The Bank of England’s plan to ease capital rules for UK lenders could give banks more room to support borrowing, investment and market activity. The proposal focuses on the leverage ratio, a post-financial-crisis safeguard that limits how much banks can expand their balance sheets relative to their capital.
Under the proposed change, banks would be allowed to exclude some central bank reserves from the calculation. That could free up significant balance sheet capacity, with Reuters reporting that the adjustment may give UK lenders as much as £270 billion of additional room. For banks, the appeal is clear: a looser leverage constraint could improve their ability to lend, hold government bonds and support financial-market liquidity.
The move comes as policymakers try to balance resilience with competitiveness. Since the 2008 crisis, regulators have required banks to hold stronger capital buffers to reduce the risk of failure.
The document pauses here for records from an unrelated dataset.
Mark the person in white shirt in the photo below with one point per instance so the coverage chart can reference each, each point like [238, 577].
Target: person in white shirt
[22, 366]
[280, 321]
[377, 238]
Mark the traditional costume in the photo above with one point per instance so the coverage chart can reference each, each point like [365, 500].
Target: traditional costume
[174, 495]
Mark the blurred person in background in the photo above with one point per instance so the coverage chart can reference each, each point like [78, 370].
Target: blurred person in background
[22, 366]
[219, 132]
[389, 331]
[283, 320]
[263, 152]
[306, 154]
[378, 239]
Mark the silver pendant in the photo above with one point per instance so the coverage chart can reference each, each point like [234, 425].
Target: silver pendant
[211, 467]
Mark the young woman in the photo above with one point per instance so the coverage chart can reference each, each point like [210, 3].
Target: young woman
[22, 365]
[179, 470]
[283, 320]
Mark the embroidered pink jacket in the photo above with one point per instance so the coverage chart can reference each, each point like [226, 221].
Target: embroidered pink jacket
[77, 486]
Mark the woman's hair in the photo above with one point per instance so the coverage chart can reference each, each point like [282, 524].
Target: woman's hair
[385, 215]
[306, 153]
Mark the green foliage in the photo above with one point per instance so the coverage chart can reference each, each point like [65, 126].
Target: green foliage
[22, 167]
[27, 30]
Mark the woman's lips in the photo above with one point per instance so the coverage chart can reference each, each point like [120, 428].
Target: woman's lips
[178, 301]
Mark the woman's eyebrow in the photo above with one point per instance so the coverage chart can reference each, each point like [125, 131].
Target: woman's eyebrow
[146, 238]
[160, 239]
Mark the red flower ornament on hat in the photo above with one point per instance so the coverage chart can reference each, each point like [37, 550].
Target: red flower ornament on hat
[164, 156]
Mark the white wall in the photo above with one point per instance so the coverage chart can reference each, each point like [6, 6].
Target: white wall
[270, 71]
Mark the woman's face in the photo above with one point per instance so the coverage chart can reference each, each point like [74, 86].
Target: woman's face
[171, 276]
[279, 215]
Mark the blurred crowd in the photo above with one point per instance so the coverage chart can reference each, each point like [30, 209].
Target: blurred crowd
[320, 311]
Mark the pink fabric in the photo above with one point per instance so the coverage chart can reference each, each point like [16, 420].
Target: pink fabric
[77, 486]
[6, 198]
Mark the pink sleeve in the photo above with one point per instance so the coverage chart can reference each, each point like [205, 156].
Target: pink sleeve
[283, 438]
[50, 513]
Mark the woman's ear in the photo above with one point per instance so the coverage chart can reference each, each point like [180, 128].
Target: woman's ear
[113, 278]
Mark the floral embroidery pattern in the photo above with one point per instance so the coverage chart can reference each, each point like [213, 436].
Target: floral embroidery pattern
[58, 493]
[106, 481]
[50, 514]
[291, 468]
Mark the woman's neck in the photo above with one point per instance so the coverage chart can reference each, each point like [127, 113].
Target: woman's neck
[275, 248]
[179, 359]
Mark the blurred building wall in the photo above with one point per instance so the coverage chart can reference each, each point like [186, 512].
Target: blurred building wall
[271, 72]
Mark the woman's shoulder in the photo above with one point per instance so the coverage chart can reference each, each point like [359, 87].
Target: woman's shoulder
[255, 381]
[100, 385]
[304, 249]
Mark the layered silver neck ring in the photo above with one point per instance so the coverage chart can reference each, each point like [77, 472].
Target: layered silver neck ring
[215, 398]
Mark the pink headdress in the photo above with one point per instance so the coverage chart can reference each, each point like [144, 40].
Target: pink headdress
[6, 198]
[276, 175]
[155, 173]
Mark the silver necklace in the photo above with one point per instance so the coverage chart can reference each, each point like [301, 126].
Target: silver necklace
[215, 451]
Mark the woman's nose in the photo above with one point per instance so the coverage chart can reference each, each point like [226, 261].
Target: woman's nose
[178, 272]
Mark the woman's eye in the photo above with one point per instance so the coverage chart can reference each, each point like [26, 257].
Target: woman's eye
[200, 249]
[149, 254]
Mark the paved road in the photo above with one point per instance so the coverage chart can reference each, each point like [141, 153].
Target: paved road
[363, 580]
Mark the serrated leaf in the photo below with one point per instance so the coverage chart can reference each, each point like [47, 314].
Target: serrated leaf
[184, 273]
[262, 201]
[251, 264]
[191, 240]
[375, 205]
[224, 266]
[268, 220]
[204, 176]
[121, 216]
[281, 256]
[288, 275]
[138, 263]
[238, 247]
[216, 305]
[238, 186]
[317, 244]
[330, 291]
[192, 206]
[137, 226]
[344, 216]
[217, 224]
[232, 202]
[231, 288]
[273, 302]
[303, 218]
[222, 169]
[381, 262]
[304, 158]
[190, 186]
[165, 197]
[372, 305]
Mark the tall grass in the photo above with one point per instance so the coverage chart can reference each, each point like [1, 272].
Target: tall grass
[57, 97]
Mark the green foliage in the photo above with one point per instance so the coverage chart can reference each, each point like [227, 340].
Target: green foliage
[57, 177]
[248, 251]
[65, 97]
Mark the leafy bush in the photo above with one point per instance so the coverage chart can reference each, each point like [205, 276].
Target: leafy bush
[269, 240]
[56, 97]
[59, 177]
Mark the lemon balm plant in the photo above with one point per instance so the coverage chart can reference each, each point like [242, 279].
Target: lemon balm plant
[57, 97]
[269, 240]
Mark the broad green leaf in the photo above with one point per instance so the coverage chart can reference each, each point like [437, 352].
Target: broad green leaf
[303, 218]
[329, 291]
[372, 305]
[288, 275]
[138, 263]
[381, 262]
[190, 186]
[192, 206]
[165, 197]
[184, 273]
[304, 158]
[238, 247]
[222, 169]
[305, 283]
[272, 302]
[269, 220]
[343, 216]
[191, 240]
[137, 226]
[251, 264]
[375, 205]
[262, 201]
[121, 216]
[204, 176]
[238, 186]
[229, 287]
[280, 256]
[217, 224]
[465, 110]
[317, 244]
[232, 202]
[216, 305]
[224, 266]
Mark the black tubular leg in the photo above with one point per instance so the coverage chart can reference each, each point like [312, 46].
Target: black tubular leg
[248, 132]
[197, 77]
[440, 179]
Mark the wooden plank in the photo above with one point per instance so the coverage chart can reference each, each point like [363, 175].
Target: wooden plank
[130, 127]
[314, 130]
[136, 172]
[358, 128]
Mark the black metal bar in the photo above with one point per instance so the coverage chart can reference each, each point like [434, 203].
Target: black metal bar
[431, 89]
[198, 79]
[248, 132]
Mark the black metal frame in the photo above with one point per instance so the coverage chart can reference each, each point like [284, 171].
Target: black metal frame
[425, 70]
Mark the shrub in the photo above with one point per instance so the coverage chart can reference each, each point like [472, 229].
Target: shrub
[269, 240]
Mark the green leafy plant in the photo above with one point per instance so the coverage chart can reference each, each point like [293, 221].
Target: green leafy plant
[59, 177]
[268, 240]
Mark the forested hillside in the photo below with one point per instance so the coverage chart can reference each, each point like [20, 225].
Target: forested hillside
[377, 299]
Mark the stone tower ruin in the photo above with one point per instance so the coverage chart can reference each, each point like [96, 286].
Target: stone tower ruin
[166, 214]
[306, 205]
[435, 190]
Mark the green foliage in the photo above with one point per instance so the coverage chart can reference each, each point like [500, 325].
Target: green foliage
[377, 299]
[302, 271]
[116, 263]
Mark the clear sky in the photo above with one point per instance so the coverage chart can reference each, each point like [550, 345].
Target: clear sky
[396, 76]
However, lenders have argued that parts of the framework now restrict activity unnecessarily, particularly when banks are holding large volumes of low-risk central bank reserves.
For the wider financial sector, the proposal signals a more flexible approach to regulation. It does not remove capital discipline, but it suggests the Bank of England is willing to adjust rules where they may be limiting useful lending or market-making capacity. That will matter at a time when economic growth remains under pressure and banks are expected to support households, businesses and government debt markets.
The change will still need to pass through consultation and scrutiny. Supporters will frame it as a practical update to a post-crisis rule, while critics may question whether loosening bank constraints risks weakening safeguards. The debate now moves to whether the extra balance sheet capacity can be released without reducing confidence in the strength of the UK banking system.